How many times have you written something that you felt was wonderful, only to discover that your crit group or the editor of your favorite literary magazine not only didn’t see your work in the same light, they didn’t see any light in it at all? While the input of others can be invaluable, you can’t expect them to fully understand your truth until you’ve fully revealed it in your work. (And another paradox here is that even when you get the work polished, it still won’t please all, and still be viewed as error!)

A first attempt at something rarely yields the best result, and whether you’re learning to bake the best cake in the world, painting a masterpiece, trying to find the most intriguing neighbourhood in Madrid, or working on an award-winning essay, it may take a whole lotta rounds and errors to find the jewel.

Error can bring us to the truth just as frequently as “not error” or the right stuff can. By accepting the paradox in our creative work and our lives, by embracing the shadow portions of ourselves and our work, we allow the truth and /or the greatest of relative truths to shine through.
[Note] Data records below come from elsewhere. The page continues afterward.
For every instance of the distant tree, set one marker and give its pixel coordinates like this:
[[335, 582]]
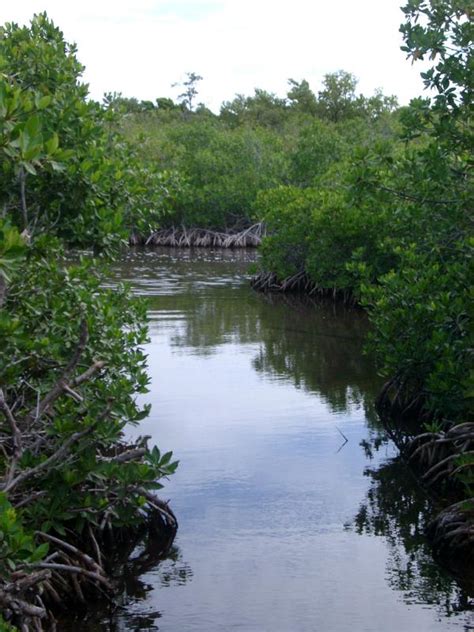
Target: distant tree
[[190, 92], [263, 109], [301, 97], [338, 99]]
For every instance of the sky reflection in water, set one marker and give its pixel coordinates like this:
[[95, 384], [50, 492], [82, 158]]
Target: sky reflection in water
[[280, 529]]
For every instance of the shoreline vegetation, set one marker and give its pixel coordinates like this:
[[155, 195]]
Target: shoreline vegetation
[[250, 237], [346, 196]]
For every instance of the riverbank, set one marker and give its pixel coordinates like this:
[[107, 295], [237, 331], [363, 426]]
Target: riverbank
[[249, 237]]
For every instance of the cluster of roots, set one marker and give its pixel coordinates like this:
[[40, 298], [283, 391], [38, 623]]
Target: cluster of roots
[[250, 237], [74, 575], [297, 283], [443, 459]]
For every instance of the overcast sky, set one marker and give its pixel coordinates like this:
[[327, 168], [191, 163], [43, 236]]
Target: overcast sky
[[141, 47]]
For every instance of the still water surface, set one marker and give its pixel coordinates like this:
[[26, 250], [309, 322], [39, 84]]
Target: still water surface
[[283, 526]]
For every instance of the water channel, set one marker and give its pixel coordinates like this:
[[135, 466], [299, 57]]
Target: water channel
[[295, 513]]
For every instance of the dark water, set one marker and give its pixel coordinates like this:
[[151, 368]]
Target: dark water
[[283, 526]]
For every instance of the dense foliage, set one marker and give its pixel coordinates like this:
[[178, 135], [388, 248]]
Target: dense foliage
[[71, 364], [390, 221], [255, 144]]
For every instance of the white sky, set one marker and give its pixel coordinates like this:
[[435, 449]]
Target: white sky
[[141, 47]]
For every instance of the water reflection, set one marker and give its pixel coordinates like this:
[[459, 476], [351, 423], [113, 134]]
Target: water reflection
[[249, 391], [396, 508]]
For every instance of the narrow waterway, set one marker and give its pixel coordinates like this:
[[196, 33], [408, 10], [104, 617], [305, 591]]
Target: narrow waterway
[[295, 513]]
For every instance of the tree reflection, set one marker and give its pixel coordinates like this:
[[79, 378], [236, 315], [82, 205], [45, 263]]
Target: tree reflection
[[397, 509]]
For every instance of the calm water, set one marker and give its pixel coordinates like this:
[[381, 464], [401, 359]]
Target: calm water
[[283, 526]]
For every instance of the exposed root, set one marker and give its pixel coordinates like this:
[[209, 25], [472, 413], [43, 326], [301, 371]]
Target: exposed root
[[452, 535], [69, 575], [250, 237], [299, 282]]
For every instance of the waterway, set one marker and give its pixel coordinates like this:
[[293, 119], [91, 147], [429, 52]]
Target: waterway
[[295, 512]]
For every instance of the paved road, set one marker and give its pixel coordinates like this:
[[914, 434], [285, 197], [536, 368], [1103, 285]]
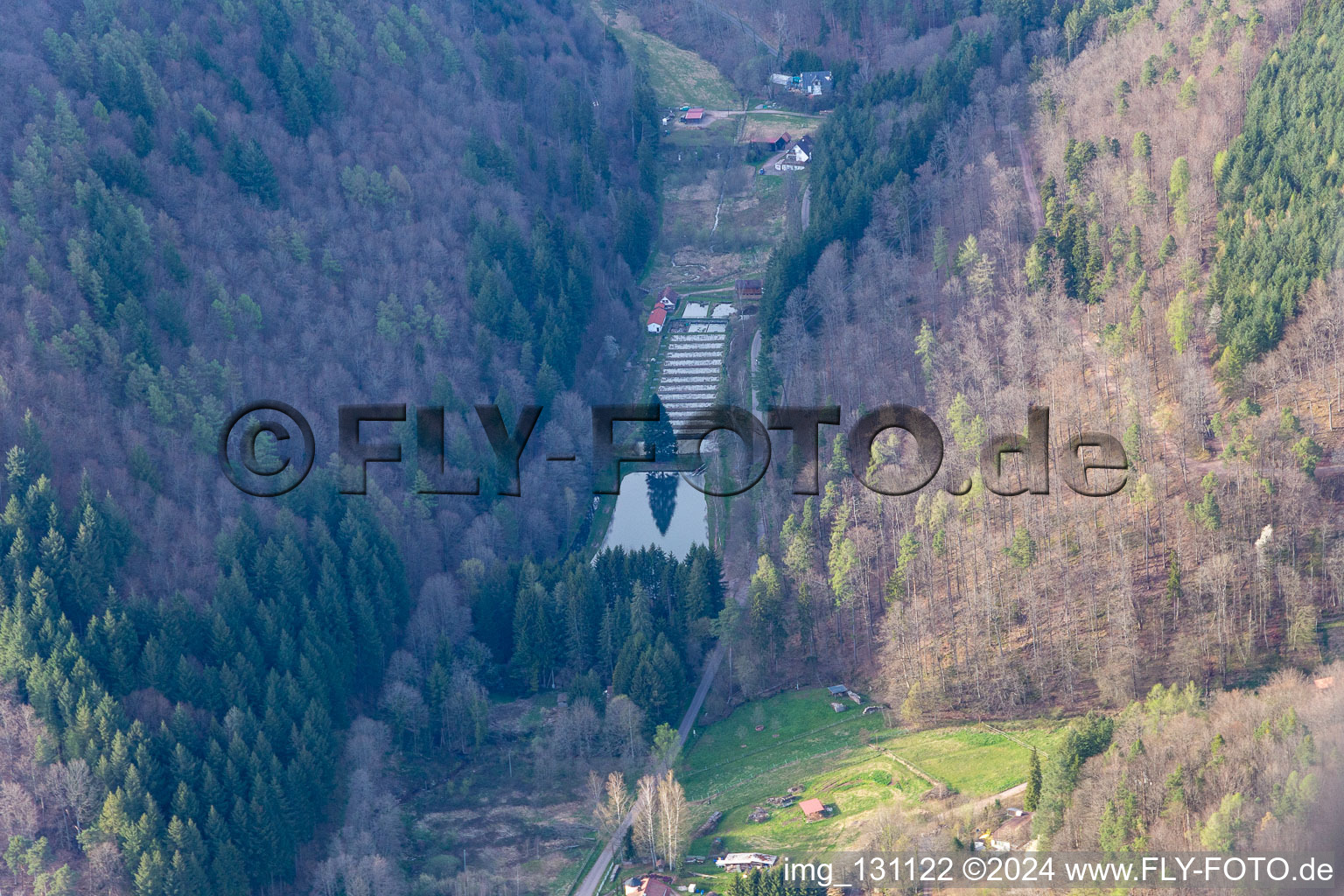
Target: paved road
[[597, 873]]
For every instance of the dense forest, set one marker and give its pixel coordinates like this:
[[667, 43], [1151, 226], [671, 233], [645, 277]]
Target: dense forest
[[980, 286], [1126, 211], [200, 740], [634, 621]]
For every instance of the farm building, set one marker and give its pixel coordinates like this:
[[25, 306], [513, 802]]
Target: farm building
[[649, 886], [802, 150], [797, 158], [815, 83], [746, 289], [746, 861]]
In this regard, jellyfish can be sundogs, and sundogs can be jellyfish. If we don’t make errors and simply reject (or run from, or punish) error and live in the black and white world of conceptual thought, the binary thinking that makes error wrong and “not error” right, then it’s a lot harder to bask in the light of truth. We might not even understand what the full spectrum of truth is in any given situation until we make errors and grapple with them.

Truth is best revealed in prose and poetry, song and music, image and film when an artist has allowed the work to take wrong corners, to miss ingredients, or to accept unorthodox elements. When we seek to  control life with pre-conceived recipes for success or control our creative work with a list of rules, we are rewarded with limited understanding and limited results. Rule-bound thinking results in partial right or “not error”, but not the full-blooded, hearty truth.

Rules are usually applicable, especially in the context of non-negotiables like the Ten Commandants or watertight grammar rules, but the paradox of negotiating error and “not error” is the process that leads to deeper understanding, to truth. Accepting error is an inclusive process, related to the exhortation in my last blog entry to not quitting, to “just keep going.”

I make no claim to have any great grasp of Truth with a capital T, but we all have our own relative truth. This is what we strive to present in our writing, those words that come from the heart. Truth is the arrow released by our best work and it plunges into the soul of the observer. Allow yourself some error - to play with error, to celebrate it, even -  to allow truth to shine from your work.